Bereits im Vorjahr gab es erste Sondierungsgespräche mit größeren deutschen Konkurrenten, unter anderem aus Berlin, bezüglich potenzieller Fusionen oder Übernahmen. „Daraus ist schlussendlich aber nichts Konkreteres geworden“, so der Gründer weiter. Ob die Konsolidierungspläne vielleicht doch noch realisierbar werden, bleibt abzuwarten. Die Ansage seitens Vereinsplaner: „Wir wollen den deutschen Markt nicht kampflos irgendeinem deutschen Mitbewerber überlassen.“

Finanzierung aus dem eigenen Cashflow

Im März 2022 machte das Startup mit einem Auftritt bei der TV-Show „2 Minuten 2 Millionen“ auf sich aufmerksam. Damals stiegen Hermann Futter, Geschäftsführer der Compass-Gruppe, mit einer 15-prozentigen Beteiligung sowie die 8eyes GmbH der Runtastic-Gründer mit Christian Kaar als Lead (3,75 Prozent Anteile) mit insgesamt einer halben Million Euro ein – brutkasten berichtete.

Die Expansion in den Nachbarmarkt erfolgt nun allerdings ohne frisches externes Kapital. Co-Gründer Lukas Krainz erklärt zur aktuellen wirtschaftlichen Lage: „Mit Vereinsplaner wachsen wir im aktuellen Geschäftsjahr Year-to-Date in einem dreistelligen Prozentbereich. In den letzten Monaten haben wir so einen deutlichen Cashflow-Überschuss erzielt, den wir in die nächste Wachstumsphase und einen zielgerichteten Service investieren möchten.“

Regulatorische Anpassung für den deutschen Markt

Um den rechtlichen Anforderungen in Deutschland zu begegnen, wurde die Softwarearchitektur in den vergangenen Monaten angepasst. Das Tool bildet laut Angaben des Unternehmens nun die spezifischen steuerrechtlichen Rahmenbedingungen für deutsche Vereine ab, insbesondere hinsichtlich der Gemeinnützigkeit und der internen Buchhaltung. Durch Schnittstellen zu deutschen Banken sowie einen DATEV-Export soll eine nahtlose Integration für Schatzmeister:innen und Steuerberater:innen ermöglicht werden.

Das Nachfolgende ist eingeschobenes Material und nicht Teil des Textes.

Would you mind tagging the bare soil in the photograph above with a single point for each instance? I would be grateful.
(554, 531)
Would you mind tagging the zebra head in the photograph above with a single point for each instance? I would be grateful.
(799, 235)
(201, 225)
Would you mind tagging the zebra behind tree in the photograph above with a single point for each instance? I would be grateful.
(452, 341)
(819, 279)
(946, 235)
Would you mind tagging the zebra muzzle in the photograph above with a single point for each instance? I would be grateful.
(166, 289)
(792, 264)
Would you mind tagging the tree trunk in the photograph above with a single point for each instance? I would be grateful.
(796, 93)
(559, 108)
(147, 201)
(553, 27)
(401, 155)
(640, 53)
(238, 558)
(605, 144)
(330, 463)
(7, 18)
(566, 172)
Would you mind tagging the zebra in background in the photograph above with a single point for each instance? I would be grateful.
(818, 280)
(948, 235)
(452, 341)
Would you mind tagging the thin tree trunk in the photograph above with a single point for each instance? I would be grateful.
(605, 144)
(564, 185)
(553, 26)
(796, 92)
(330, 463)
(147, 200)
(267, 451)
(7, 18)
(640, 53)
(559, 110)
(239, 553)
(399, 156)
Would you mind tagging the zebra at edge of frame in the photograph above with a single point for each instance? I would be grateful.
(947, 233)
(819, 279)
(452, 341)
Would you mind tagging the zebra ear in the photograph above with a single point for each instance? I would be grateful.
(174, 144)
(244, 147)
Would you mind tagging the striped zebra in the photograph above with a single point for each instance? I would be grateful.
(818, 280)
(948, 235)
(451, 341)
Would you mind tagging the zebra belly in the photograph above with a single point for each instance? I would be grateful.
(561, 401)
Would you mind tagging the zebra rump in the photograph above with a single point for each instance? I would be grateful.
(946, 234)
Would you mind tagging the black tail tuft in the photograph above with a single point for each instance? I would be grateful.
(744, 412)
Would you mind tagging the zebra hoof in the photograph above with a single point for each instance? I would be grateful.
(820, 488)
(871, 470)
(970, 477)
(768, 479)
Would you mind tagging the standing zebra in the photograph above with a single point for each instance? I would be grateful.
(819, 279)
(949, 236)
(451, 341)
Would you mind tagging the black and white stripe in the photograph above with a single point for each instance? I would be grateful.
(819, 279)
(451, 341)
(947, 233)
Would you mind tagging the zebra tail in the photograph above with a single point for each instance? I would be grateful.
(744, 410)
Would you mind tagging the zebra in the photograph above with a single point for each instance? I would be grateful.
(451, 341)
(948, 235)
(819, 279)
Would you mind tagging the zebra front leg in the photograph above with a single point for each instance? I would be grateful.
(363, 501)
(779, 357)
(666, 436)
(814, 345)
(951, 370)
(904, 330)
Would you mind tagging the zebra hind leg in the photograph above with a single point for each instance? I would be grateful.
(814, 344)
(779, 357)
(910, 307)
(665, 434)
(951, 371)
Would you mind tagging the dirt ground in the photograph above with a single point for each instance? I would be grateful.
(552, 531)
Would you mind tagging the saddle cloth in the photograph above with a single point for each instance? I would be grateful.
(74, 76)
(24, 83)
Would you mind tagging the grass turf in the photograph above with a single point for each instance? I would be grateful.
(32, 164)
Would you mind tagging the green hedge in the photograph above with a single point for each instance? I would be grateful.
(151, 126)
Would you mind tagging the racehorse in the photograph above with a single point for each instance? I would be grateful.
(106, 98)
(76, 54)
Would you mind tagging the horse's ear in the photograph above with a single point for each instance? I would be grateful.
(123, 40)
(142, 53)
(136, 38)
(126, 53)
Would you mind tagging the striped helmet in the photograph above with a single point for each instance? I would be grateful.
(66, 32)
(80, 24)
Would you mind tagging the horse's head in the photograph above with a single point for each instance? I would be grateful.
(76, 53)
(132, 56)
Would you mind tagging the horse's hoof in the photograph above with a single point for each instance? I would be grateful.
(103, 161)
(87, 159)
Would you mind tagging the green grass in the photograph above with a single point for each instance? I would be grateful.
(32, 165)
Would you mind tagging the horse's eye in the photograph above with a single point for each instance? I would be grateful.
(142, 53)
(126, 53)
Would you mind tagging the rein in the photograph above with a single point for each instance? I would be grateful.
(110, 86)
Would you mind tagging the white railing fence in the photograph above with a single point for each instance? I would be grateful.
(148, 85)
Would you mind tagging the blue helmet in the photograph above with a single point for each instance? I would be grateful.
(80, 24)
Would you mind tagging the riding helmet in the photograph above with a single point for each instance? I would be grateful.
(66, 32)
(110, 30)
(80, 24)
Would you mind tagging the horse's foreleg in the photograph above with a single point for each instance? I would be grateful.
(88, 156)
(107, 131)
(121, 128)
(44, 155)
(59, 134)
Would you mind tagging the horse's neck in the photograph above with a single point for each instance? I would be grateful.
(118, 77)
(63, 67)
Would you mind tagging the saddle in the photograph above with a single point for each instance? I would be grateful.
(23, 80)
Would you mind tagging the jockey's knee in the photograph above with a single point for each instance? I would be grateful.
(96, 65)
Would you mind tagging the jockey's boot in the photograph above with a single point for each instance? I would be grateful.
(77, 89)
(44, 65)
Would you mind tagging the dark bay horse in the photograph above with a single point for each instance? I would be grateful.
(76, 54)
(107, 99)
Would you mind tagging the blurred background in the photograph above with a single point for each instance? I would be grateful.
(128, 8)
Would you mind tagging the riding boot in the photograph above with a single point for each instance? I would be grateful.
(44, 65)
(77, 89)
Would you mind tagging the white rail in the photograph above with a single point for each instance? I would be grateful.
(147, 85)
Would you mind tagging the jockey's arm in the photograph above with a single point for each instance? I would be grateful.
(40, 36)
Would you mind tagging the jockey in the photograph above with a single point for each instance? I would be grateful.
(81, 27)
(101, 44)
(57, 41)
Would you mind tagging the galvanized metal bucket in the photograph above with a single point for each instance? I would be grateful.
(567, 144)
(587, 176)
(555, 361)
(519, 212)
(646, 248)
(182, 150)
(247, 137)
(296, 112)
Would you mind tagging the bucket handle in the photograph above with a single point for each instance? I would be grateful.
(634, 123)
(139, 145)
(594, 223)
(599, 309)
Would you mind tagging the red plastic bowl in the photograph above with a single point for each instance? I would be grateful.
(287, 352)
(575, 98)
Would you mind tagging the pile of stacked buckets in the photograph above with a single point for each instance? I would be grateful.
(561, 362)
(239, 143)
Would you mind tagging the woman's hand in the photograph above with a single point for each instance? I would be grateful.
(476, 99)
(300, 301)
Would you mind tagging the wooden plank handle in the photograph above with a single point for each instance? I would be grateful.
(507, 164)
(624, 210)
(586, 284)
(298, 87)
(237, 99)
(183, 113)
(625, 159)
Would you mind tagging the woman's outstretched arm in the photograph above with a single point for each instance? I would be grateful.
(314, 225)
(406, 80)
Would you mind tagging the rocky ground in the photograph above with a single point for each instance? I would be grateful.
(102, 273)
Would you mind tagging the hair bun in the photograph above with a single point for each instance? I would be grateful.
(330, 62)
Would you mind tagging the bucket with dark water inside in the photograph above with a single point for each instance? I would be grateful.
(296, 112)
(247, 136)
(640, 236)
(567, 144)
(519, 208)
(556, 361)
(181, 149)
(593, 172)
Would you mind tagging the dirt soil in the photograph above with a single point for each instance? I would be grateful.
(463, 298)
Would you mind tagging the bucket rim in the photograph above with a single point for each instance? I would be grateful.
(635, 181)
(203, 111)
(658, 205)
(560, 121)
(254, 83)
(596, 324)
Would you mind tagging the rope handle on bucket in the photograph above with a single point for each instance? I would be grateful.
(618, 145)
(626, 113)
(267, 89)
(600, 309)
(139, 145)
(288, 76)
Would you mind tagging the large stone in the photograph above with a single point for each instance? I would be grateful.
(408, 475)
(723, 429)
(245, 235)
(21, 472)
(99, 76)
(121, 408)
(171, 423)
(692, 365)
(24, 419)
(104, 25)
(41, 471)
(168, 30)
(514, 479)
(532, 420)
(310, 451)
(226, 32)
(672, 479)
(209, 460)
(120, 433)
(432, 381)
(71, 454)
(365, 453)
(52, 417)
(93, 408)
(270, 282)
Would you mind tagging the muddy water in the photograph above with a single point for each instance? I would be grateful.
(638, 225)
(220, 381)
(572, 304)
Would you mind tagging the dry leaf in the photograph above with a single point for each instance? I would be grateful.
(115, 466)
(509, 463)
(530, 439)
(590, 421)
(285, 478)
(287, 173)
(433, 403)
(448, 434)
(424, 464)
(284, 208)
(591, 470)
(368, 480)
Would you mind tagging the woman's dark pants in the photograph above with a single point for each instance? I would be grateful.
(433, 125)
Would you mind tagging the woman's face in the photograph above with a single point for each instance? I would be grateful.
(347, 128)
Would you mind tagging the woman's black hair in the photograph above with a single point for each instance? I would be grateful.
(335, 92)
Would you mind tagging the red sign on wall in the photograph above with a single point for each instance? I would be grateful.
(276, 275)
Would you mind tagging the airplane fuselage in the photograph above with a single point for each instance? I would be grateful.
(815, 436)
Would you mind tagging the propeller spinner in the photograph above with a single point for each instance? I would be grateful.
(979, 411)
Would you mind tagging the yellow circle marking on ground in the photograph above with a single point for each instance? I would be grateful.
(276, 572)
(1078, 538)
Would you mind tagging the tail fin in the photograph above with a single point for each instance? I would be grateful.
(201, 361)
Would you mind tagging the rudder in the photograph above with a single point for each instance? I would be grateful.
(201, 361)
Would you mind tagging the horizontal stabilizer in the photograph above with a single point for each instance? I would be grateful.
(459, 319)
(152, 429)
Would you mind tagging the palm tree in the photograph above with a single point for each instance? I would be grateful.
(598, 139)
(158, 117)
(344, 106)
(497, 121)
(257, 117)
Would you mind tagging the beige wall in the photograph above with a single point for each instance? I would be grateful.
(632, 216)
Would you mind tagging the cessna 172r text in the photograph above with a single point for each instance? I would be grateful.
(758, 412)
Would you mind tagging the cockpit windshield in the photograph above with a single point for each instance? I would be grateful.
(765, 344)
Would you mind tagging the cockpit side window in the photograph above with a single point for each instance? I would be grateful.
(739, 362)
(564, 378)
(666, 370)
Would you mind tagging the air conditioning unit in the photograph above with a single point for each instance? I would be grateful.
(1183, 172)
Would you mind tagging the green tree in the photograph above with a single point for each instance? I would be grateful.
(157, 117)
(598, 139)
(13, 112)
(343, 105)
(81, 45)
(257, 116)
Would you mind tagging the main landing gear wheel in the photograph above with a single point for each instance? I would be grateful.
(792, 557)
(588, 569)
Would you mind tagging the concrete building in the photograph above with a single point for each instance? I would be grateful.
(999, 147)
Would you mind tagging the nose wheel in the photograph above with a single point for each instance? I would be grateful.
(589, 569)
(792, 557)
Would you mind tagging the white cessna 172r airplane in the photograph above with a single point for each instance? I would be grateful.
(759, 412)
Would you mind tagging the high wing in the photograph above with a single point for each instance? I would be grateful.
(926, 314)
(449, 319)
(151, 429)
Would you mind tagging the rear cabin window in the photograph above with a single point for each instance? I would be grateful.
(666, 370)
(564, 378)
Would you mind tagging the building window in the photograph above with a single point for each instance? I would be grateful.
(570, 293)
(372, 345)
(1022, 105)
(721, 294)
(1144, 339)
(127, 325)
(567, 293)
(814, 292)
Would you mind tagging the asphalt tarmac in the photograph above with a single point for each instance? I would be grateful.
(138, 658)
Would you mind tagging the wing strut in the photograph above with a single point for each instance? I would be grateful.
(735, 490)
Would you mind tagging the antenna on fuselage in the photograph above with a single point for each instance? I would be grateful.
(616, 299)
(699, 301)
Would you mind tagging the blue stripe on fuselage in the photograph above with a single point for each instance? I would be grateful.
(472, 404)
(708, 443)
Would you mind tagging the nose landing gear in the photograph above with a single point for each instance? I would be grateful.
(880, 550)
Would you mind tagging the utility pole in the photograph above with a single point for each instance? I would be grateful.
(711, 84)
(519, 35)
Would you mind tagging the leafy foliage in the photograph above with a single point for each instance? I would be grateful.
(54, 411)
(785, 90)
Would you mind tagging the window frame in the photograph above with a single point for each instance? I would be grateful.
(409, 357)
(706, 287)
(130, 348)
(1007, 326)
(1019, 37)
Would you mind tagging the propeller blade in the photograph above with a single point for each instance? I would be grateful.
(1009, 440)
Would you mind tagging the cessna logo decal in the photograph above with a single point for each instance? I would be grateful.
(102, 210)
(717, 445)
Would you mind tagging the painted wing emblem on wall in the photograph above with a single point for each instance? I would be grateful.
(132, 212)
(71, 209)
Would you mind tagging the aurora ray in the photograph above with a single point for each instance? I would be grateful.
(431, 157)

Für den physischen Markteintritt fiel die Wahl ganz bewusst auf Passau, erklärt Krainz im Interview. In Passau soll nun ein eigenes Team aufgebaut werden, das primär den Support für den deutschen Markt übernimmt, um die Betreuung vor Ort sowie lokale Wirtschaftspartnerschaften effizient zu intensivieren.

Neues Payment-Feature im Sommer

Als nächsten strategischen Meilenstein kündigt das Startup für den Sommer 2026 die Funktion „Vereinsplaner Payment“ an. Damit baut das Unternehmen seine finanzielle Verwaltung weiter aus, für die bereits zuvor erste Features gestartet wurden – brutkasten berichtete.

Mit dem neuen Payment-Tool können Mitgliedsbeiträge künftig direkt über die Software abgewickelt und vollständig automatisiert werden. Technisch kooperiert das Startup hierfür im Hintergrund mit dem US-Zahlungsdienstleister Stripe. Das Unternehmen verrät außerdem, dass der Prozess den digitalen Einzug, die Zuordnung der Zahlungen sowie die automatische Verbuchung im System ohne manuellen Aufwand für die Vereinsvorständ:innen umfassen soll. Auch ein Ticketing-System ist laut Gründer bereits in der Pipeline.